I have the following task to solve:
Let $b>x$ be defined, determine $w_0,w_1$ and $w_2$ in dependency of $b$ such that the approximation $f''(x) \approx w_0 f(x-h) + w_1 f(x) +w_2f(b)=D^2_{x,h}(f)$ is accurate for polynomials with high degree.

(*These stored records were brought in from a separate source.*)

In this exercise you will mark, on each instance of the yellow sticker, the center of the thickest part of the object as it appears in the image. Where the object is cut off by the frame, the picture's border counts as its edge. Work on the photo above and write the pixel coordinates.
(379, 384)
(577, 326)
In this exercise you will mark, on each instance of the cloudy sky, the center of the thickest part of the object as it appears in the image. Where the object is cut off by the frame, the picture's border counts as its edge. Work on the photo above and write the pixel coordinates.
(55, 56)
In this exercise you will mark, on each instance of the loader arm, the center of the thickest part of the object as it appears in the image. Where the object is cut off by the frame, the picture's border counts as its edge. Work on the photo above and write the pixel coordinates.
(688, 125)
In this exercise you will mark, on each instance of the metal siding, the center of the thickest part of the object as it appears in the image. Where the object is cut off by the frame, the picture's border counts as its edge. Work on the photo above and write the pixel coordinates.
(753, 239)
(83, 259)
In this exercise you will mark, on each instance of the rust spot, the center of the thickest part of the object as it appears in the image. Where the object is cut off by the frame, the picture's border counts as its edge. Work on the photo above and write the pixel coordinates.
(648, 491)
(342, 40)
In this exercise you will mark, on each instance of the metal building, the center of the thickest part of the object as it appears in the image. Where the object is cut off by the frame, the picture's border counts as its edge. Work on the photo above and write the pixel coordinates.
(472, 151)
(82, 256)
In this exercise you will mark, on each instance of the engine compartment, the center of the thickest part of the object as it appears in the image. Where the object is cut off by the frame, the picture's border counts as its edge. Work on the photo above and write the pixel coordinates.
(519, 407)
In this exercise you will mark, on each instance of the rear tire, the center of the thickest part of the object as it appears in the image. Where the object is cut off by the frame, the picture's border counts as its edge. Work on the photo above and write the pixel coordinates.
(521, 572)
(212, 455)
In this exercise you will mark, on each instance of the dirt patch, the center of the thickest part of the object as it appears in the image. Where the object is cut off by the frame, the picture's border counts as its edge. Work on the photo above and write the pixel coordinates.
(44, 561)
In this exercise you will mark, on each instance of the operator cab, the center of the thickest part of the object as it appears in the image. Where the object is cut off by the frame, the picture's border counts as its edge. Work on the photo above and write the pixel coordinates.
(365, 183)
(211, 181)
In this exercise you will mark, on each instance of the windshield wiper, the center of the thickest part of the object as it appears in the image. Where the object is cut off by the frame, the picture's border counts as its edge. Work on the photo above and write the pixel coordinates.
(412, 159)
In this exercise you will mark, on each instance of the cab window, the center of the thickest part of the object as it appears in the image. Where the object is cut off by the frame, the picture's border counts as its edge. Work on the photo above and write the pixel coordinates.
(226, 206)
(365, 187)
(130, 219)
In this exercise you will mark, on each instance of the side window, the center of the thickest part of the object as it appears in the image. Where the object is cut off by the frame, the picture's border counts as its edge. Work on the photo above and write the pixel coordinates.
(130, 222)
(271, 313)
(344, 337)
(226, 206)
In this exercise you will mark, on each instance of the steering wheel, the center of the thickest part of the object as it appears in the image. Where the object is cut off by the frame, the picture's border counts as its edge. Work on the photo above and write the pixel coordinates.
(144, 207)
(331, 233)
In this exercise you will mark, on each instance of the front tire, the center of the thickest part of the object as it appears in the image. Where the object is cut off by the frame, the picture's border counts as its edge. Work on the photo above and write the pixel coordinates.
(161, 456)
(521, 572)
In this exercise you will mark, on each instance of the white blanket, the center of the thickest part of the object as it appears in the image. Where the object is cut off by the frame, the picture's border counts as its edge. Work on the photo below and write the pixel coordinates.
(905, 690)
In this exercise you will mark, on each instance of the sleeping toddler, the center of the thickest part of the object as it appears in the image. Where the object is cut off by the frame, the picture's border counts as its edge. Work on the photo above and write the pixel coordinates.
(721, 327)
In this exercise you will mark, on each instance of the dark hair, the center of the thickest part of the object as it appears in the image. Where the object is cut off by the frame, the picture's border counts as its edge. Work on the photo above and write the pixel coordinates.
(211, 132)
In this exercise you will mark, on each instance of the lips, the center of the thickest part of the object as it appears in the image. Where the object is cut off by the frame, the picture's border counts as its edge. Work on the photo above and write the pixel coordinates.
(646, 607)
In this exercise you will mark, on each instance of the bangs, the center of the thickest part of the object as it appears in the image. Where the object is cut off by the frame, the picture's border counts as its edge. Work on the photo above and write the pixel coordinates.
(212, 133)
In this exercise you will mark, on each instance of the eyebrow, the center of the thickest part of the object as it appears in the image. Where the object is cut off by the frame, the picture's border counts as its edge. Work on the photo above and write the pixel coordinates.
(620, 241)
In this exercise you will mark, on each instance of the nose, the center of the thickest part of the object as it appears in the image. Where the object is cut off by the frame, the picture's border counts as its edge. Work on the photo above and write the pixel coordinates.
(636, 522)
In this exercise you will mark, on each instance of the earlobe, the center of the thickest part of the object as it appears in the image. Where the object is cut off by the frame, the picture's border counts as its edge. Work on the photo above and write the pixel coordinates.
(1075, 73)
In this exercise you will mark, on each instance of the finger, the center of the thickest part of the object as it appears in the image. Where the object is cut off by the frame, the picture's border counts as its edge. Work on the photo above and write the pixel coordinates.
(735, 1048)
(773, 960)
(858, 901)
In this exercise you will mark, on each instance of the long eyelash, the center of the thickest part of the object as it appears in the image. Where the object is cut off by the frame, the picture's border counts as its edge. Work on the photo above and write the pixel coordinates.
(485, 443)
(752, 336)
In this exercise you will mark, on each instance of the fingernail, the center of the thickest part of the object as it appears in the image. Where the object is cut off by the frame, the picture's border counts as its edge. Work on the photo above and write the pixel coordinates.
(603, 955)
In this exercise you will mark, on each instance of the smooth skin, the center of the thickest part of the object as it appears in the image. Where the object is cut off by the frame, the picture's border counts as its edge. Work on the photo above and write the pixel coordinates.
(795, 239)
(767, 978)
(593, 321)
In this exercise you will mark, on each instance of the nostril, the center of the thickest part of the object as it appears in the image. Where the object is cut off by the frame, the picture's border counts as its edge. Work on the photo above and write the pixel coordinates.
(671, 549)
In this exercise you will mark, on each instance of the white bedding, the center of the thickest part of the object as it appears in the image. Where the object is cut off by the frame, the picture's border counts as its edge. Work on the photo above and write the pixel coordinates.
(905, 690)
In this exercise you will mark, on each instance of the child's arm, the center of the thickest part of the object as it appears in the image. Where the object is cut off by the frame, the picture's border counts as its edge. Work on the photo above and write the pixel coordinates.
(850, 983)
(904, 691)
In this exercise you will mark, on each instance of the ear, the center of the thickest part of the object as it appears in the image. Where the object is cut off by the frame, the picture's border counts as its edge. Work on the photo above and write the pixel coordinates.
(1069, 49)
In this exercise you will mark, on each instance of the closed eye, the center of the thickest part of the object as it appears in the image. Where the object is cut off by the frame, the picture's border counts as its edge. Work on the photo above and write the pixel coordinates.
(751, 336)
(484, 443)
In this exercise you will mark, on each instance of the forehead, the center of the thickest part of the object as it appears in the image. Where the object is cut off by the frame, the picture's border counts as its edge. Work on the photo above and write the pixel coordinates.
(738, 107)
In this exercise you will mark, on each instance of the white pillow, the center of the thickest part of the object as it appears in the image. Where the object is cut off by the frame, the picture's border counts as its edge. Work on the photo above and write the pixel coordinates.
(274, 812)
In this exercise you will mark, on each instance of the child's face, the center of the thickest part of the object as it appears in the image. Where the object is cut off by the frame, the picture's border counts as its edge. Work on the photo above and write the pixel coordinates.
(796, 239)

I did this so far: \begin{align} f''(x) &\approx \frac{f'(x+\frac{h}{2})-f'(x-\frac{h}{2})}{h}\\ &\approx \frac{\frac{f(x+h)-f(x)}{h} - \frac{f(x)-f(x-h)}{h}}{h}\\ &\approx \frac{f(x+h)-2f(x) + f(x-h)}{h^2}\\ &\approx \frac{1}{h^2}f(x-h) - \frac{2}{h^2}f(x) + \frac{1}{h^2}f(b) \end{align} I'm not sure if this is the right way. But now I don't know how to go on further with $b$. I mean if $b \ne x-h$ but for example $b = x$, then the equation seems to be false.
Thanks for your help.
You could start with Taylor expansion on each term: $$f(x-h)=f(x)+f'(x)(-h)+\frac{1}{2!}f''(x)(-h)^2+O(h^3)\\ f(x)=f(x)\\ f(b)=f(x)+f'(x)(b-x)+\frac{1}{2!}f''(x)(b-x)^2+O((b-x)^3)$$
Then add three equations with weights $w_0,w_1,w_2$:
$$w_0f(x-h)+w_1f(x)+w_2f(b)=w_0f(x)+w_1f(x)+w_2f(x)+w_0f'(x)(-h)+w_2 f'(x)(b-x)+w_0 \frac{1}{2!}f''(x)(-h)^2 + w_2 \frac{1}{2!}f''(x)(b-x)^2+O((b-x)^3)$$
Since you want the right hand side to be $f''(x) + $ error terms, set
$$w_0+w_1+w_2=0\\ w_0(-h)+w_2(b-x)=0\\ \frac{1}{2}w_0(-h)^2+\frac{1}{2}w_2(b-x)^2=1$$
If you simplify the notation with $b=x+ah$, so $b-x=ah$, then through some algebra you can get $w_0,w_1,w_2$ in terms of $a$, and that's also in terms of $b$ and $x$.
If you plug $a=1$, which means $b=x+h$, it actually gives you the central difference formula.